Fourier Neural Operators (FNOs)

FNOs are a subclass of Neural Operators that learn the learn the kernel $\Kappa_{\theta}$, parameterized on $\theta$ between function spaces:

\[(\Kappa_{\theta}u)(x) = \int_D \kappa_{\theta}(a(x), a(y), x, y) dy \quad \forall x \in D\]

The kernel makes up a block $v_t(x)$ which passes the information to the next block as:

\[v^{(t+1)}(x) = \sigma((W^{(t)}v^{(t)} + \Kappa^{(t)}v^{(t)})(x))\]

FNOs choose a specific kernel $\kappa(x,y) = \kappa(x-y)$, converting the kernel into a convolution operation, which can be efficiently computed in the fourier domain.

\[\begin{align*} (\Kappa_{\theta}u)(x) &= \int_D \kappa_{\theta}(x - y) dy \quad \forall x \in D\\ &= \mathcal{F}^{-1}(\mathcal{F}(\kappa_{\theta}) \mathcal{F}(u))(x) \quad \forall x \in D \end{align*}\]

where $\mathcal{F}$ denotes the fourier transform.
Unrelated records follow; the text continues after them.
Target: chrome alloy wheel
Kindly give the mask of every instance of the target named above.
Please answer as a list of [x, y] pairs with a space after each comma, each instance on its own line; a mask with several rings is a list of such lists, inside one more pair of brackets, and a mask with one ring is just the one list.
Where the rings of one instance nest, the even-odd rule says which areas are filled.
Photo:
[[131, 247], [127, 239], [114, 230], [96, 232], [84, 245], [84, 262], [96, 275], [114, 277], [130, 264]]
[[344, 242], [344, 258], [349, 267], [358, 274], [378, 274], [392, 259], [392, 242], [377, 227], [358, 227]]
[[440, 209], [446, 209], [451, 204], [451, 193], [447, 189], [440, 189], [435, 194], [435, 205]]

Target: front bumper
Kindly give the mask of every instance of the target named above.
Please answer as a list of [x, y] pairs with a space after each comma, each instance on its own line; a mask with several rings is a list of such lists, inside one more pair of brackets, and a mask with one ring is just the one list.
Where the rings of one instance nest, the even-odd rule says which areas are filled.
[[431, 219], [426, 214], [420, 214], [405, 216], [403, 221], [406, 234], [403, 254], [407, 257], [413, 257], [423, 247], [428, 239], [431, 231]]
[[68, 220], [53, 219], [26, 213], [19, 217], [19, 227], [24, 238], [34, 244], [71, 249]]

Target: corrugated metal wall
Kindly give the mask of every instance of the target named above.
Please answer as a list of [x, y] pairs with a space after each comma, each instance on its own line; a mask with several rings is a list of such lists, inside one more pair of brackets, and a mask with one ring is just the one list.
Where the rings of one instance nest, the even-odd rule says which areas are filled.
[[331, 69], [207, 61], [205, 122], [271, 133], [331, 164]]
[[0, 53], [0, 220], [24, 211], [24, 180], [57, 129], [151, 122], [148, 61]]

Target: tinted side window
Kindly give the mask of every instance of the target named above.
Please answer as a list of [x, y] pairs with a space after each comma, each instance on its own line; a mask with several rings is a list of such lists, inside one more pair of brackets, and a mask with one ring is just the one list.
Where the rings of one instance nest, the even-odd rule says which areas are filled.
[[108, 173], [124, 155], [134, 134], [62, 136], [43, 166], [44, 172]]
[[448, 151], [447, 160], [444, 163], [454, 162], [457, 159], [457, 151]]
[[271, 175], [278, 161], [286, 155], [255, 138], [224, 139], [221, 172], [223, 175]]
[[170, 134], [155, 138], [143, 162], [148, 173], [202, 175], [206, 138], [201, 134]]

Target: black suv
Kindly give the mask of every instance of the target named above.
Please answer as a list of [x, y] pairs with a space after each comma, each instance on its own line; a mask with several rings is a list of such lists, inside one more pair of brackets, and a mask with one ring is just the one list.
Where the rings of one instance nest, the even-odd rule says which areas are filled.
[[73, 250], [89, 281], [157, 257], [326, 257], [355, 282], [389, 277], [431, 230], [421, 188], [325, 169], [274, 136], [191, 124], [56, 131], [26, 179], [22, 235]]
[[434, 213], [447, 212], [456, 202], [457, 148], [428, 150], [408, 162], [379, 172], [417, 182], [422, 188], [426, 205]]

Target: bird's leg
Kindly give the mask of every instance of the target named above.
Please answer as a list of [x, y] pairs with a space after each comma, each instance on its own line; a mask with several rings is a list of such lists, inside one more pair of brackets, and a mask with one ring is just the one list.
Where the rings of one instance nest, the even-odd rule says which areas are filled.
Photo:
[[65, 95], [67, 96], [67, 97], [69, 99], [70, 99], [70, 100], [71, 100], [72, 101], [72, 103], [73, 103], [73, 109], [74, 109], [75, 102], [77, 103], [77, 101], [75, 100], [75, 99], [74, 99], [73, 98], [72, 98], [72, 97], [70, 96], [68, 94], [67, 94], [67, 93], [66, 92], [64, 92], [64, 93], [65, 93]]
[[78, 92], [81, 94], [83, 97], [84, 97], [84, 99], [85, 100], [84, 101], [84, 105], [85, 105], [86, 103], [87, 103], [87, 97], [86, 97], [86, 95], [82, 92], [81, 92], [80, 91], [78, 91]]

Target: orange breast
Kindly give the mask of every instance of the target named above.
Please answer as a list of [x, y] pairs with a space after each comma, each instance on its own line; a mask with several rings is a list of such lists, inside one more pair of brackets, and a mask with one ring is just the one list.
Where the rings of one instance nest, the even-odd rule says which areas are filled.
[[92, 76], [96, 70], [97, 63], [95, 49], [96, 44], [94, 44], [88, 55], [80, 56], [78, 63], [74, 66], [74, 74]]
Usually, not all the modes in the frequency domain are used with the higher modes often being truncated.

Usage

Let's try to learn the anti-derivative operator for

\[u(x) = sin(\alpha x)\]

That is, we want to learn

\[\mathcal{G} : u \rightarrow v \\\]

such that

\[v(x) = \frac{du}{dx} \quad \forall \; x \in [0, 2\pi], \; \alpha \in [0.5, 1]\]

Copy-pastable code

Click here to see copy-pastable code for this example!

using NeuralOperators, Lux, Random, Optimisers, Reactant

using CairoMakie, AlgebraOfGraphics
set_aog_theme!()
const AoG = AlgebraOfGraphics

rng = Random.default_rng()
Random.seed!(rng, 1234)

xdev = reactant_device()

batch_size = 128
m = 32

xrange = range(0, 2π; length=m) .|> Float32;
u_data = zeros(Float32, m, 1, batch_size);
α = 0.5f0 .+ 0.5f0 .* rand(Float32, batch_size);
v_data = zeros(Float32, m, 1, batch_size);

for i in 1:batch_size
    u_data[:, 1, i] .= sin.(α[i] .* xrange)
    v_data[:, 1, i] .= -inv(α[i]) .* cos.(α[i] .* xrange)
end

fno = FourierNeuralOperator(gelu; chs=(1, 64, 64, 128, 1), modes=(16,))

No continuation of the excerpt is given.